NZD/USD: Stronger Employment Numbers Does Not One Bull Trend Make

 | Feb 05, 2014 01:41AM ET

Kiwi Dollar has rallied a huge way. Prices were below 0.806 yesterday at one point, but today we've almost reached 0.826 at the highest - a move of 200 pips in less than 24 hours. Amazingly, there hasn't been any significant pullback along the way, with a ratio of 5 : 2 bull/bear candle from peak to trough where the average length of the bearish candle body is much smaller compared to the bullish ones.

From a fundamental perspective, this rally was fuelled by a temporary change in risk appetite which saw US stocks rallied (S&P 500 +0.76%, DJI +0.47%) and also slightly more encouraging economic data from both Europe and US (stronger UK Construction PMI, ISM New York and better than expected US Factory Orders and IBD/TIPP Economic Optimism numbers). Also, yesterday's less dovish Reserve Bank of Australia rate announcement fuelled speculation that RBNZ will raise rate in March.

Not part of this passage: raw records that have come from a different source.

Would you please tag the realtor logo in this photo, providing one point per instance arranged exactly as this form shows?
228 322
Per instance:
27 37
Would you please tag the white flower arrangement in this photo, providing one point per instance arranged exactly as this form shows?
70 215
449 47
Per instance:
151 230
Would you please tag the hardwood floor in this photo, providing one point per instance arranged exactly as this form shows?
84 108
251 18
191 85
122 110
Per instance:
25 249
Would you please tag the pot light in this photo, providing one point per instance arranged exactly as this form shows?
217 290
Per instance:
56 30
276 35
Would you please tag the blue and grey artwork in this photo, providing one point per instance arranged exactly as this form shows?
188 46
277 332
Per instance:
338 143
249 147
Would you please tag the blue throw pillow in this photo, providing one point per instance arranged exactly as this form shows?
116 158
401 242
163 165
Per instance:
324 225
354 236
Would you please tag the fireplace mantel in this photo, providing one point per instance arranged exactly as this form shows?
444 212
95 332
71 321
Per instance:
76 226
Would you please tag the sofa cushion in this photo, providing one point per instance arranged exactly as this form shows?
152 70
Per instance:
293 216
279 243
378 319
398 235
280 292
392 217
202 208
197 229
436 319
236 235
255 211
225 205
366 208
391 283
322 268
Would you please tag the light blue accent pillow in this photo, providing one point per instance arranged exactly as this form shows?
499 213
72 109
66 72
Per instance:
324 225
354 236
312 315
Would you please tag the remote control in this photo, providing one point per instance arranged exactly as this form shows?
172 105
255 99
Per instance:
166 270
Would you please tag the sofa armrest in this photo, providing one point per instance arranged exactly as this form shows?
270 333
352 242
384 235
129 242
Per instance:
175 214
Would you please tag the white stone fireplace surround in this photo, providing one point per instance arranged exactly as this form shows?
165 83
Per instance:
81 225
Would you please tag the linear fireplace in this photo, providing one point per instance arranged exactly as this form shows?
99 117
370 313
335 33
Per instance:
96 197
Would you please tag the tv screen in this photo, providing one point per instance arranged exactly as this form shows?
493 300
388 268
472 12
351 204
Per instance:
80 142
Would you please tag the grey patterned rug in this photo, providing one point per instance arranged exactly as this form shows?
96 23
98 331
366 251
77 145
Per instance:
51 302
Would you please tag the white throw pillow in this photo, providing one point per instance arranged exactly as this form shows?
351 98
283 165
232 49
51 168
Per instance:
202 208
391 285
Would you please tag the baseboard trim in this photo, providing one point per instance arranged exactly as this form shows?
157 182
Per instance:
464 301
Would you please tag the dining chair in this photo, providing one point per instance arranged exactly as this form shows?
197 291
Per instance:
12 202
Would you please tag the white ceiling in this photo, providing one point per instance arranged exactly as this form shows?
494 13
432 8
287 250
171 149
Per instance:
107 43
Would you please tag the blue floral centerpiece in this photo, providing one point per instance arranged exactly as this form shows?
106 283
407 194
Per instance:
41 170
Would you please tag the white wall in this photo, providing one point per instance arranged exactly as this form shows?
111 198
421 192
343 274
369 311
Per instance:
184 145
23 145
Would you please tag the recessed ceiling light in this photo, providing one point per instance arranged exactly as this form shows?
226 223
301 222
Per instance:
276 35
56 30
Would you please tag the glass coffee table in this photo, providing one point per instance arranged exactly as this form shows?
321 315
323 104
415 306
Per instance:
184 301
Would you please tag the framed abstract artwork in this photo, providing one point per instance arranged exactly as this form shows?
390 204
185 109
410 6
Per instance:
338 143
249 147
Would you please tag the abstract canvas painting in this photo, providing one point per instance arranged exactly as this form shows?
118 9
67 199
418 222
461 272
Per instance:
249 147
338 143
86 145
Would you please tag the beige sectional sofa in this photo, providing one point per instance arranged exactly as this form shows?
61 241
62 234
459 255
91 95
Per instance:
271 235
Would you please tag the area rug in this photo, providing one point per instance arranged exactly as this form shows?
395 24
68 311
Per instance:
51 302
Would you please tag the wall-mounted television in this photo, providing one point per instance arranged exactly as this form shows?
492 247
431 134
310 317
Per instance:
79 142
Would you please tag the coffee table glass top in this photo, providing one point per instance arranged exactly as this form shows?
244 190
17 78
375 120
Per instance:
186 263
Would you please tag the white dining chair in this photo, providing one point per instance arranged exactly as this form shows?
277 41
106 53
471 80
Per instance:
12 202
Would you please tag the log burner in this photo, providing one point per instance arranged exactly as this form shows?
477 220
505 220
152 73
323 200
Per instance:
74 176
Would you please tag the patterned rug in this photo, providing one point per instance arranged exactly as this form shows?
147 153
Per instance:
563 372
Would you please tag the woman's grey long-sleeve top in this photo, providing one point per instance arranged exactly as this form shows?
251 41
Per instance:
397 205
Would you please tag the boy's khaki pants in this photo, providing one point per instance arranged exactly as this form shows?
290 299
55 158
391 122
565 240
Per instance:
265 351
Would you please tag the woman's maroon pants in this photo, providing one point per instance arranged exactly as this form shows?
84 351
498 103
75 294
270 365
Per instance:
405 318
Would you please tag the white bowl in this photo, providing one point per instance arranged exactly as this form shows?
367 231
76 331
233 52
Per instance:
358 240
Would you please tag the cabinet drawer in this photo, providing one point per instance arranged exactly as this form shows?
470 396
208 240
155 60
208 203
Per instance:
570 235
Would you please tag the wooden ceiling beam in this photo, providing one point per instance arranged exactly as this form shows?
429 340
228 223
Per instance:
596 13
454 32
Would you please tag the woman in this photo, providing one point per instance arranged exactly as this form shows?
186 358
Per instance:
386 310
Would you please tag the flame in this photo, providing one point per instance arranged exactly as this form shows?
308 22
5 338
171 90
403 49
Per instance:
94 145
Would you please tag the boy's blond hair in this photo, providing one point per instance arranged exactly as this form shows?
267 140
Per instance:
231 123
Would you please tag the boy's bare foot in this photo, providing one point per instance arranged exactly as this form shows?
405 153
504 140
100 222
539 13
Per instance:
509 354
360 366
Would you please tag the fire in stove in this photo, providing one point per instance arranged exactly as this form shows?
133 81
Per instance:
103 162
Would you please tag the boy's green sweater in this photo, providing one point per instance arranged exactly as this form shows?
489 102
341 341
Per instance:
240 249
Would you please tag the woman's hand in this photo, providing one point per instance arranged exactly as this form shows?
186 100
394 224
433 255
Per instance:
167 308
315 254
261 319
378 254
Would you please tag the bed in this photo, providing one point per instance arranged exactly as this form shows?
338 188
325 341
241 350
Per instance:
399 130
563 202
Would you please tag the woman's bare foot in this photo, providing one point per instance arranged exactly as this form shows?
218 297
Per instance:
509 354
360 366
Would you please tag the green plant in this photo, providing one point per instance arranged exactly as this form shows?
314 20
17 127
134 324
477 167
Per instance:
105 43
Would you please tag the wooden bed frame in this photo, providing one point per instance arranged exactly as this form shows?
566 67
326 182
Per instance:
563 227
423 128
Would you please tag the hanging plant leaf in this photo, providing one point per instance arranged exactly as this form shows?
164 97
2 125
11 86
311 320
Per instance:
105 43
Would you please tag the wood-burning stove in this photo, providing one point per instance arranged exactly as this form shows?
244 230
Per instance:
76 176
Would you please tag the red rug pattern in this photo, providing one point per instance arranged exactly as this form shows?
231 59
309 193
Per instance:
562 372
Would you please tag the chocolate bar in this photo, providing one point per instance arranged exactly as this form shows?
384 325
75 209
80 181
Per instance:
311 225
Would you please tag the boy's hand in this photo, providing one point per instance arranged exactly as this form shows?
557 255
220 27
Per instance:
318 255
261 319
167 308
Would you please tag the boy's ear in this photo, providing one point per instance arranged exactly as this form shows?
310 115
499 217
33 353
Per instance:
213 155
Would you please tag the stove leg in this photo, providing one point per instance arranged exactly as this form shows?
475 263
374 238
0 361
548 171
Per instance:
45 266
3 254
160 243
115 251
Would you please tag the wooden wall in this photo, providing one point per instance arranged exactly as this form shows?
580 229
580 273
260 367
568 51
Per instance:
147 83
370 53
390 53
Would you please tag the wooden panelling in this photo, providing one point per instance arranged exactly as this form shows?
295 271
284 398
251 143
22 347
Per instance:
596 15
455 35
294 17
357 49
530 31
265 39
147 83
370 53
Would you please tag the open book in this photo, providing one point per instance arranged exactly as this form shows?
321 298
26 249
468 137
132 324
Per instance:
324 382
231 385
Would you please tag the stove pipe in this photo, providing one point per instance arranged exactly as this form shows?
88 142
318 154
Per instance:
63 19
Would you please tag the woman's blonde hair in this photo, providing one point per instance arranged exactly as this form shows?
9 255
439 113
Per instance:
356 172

However, all these mentioned above only managed to send prices up to a high of 0.8225. The reason price managed to climb another 35 pips higher (or 50 pips if we consider peak to trough) was due to latest New Zealand employment data that was much better than expected. Q4 unemployment stayed flat at 6.0%, but all other gauges of measurement were positive - The main metric Employment Change grew 1.1% Q/Q vs 0.6%, while the Y/Y figure grew 3.0% vs 2.4%. Participation rate is also higher at 68.9% vs 68.6% expected/previous. Even the peripheral metrics were all good: Average hourly earnings grew 0.3% vs 0.1% expected, Private Wages grew 0.6% vs 0.5% while Labor Cost is also up by 0.6% vs 0.5%. This is as bullish as employment report can get, suggesting that NZ economy is performing well and growth will be expected to continue.